Highly scalable parallel collaborative filtering algorithm
Abstract
Collaborative filtering (CF) based recommender systems have gained wide popularity in Internet companies like Amazon, Netflix, Google News, and others. These systems make automatic predictions about the interests of a user by inferring from information about like-minded users. Real-time CF on highly sparse massive datasets, while achieving a high prediction accuracy, is a computationally challenging problem. In this paper, we present the design of a soft real-time (around 1 min.) parallel CF algorithm based on the Concept Decomposition technique [1]. Our parallel algorithm has been optimized for multicore/many-core architectures while maintaining the prediction accuracy of 0.84 RMSE. Using the Netflix dataset, we demonstrate the performance and scalability of our algorithm (in both batch mode and online mode) on a 32-core Power6 based SMP system.
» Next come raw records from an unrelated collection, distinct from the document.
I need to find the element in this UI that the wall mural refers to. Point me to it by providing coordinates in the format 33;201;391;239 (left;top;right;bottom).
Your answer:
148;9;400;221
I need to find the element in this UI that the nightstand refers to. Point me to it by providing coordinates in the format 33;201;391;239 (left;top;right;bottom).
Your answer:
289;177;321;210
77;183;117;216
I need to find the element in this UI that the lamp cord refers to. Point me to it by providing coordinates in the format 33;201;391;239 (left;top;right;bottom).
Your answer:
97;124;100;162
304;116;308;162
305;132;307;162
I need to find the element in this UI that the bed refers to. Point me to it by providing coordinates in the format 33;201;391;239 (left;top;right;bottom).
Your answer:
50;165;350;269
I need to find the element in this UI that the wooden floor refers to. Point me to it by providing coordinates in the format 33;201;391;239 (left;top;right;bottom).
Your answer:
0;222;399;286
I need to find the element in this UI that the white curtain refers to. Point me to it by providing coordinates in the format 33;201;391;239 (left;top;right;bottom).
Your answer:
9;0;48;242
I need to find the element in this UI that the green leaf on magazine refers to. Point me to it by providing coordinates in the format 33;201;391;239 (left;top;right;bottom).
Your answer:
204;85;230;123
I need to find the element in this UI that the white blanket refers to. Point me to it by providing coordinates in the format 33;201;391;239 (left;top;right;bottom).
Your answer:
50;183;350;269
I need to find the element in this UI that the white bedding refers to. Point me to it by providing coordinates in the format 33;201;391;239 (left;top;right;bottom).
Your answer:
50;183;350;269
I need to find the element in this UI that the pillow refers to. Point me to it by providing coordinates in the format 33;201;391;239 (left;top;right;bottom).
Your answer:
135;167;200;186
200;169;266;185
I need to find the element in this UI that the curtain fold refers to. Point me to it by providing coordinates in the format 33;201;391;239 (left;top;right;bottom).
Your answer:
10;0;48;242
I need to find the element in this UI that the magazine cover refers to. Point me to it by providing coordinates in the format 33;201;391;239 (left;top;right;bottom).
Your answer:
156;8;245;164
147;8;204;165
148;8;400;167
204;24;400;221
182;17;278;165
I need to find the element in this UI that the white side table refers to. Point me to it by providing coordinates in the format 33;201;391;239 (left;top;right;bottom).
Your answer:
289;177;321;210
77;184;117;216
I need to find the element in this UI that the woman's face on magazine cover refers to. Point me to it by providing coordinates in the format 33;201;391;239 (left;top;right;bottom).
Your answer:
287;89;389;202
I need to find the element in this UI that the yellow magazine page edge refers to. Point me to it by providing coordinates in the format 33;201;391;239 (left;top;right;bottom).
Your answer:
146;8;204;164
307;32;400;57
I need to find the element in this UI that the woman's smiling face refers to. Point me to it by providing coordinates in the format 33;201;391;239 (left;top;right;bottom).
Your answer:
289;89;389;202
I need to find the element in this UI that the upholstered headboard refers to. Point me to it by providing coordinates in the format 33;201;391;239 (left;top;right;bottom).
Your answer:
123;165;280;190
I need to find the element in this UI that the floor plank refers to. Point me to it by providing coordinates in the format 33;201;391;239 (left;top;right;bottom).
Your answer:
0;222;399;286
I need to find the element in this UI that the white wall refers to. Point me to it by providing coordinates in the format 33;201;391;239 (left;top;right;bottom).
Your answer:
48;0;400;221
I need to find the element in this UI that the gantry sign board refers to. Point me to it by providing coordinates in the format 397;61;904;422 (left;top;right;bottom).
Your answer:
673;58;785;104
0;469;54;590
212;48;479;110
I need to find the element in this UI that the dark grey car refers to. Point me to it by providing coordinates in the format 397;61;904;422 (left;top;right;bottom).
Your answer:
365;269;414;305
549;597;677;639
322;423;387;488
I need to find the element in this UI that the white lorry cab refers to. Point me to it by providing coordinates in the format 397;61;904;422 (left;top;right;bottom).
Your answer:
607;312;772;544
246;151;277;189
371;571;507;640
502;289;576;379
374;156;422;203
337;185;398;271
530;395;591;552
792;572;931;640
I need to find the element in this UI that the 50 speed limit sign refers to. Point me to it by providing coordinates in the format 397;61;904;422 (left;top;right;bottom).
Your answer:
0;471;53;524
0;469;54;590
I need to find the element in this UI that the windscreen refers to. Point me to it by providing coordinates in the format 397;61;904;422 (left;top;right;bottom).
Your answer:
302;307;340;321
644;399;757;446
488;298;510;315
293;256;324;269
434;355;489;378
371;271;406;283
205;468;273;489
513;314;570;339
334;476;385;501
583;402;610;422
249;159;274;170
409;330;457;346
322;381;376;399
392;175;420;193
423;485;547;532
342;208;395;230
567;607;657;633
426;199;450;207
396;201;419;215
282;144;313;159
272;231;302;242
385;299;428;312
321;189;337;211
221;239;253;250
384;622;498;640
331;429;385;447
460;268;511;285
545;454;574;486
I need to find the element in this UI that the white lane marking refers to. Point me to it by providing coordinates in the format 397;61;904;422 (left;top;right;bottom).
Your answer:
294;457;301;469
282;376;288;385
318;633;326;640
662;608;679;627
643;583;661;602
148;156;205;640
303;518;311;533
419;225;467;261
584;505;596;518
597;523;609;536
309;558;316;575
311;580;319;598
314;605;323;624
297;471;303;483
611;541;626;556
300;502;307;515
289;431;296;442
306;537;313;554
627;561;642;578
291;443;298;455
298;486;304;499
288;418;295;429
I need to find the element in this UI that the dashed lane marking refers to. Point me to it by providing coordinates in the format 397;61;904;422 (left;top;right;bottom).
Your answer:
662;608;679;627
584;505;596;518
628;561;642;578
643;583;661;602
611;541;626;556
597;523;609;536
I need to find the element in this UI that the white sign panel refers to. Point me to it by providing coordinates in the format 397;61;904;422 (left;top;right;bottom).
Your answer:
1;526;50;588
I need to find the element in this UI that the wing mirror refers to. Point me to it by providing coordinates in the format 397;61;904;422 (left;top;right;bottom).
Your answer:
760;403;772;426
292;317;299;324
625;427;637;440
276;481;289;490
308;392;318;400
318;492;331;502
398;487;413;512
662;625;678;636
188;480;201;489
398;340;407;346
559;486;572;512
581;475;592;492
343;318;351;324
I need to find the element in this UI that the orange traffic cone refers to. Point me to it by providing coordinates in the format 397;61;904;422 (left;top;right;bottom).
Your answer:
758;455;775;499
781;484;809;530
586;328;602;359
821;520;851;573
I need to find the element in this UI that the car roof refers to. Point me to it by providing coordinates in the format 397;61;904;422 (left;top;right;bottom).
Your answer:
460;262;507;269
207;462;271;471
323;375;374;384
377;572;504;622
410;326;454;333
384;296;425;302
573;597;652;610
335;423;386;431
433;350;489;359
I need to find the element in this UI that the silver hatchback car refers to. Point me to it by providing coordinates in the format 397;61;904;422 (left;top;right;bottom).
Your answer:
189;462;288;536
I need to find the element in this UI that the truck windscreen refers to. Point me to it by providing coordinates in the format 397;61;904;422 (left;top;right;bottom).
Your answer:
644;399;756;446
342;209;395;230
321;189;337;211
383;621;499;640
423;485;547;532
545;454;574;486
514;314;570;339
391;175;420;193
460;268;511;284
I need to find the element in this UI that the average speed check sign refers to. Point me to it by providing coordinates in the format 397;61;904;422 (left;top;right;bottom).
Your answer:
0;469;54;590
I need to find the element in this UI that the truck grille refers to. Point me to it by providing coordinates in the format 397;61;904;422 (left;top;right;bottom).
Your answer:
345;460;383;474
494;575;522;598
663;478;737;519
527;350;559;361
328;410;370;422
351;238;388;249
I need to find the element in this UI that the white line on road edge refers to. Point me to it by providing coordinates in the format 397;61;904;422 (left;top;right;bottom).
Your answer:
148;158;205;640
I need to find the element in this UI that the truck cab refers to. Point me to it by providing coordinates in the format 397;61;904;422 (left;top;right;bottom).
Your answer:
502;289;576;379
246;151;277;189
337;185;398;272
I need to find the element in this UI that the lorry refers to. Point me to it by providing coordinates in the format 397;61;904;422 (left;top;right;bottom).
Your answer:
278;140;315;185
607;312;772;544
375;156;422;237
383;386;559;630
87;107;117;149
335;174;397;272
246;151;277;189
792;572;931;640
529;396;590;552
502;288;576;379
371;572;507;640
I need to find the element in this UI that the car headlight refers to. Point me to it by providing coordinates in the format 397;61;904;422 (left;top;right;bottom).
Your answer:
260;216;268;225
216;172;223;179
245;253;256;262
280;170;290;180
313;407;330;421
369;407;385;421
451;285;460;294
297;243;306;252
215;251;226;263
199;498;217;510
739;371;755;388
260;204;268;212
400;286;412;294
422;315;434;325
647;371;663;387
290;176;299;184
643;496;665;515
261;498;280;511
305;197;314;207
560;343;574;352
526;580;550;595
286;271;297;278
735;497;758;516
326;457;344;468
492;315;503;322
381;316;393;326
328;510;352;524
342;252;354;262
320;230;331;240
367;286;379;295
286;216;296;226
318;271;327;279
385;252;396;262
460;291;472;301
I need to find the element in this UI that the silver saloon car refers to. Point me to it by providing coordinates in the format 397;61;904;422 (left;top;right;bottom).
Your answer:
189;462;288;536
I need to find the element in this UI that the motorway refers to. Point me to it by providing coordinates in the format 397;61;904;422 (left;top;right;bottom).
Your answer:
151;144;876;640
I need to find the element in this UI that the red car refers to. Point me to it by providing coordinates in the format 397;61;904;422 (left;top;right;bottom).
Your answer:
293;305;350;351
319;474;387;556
Our parallel algorithm delivered training time of 64s on the full Netflix dataset and prediction time of 4.5s on 1.4M ratings (3.2μ s per rating prediction). This is 12.6x better than the best known sequential training time and around 33x better than the best known sequential prediction time [2], along with high accuracy (0.84 RMSE). To the best of our knowledge, this is also the best known parallel performance at such high accuracy. ©2010 IEEE.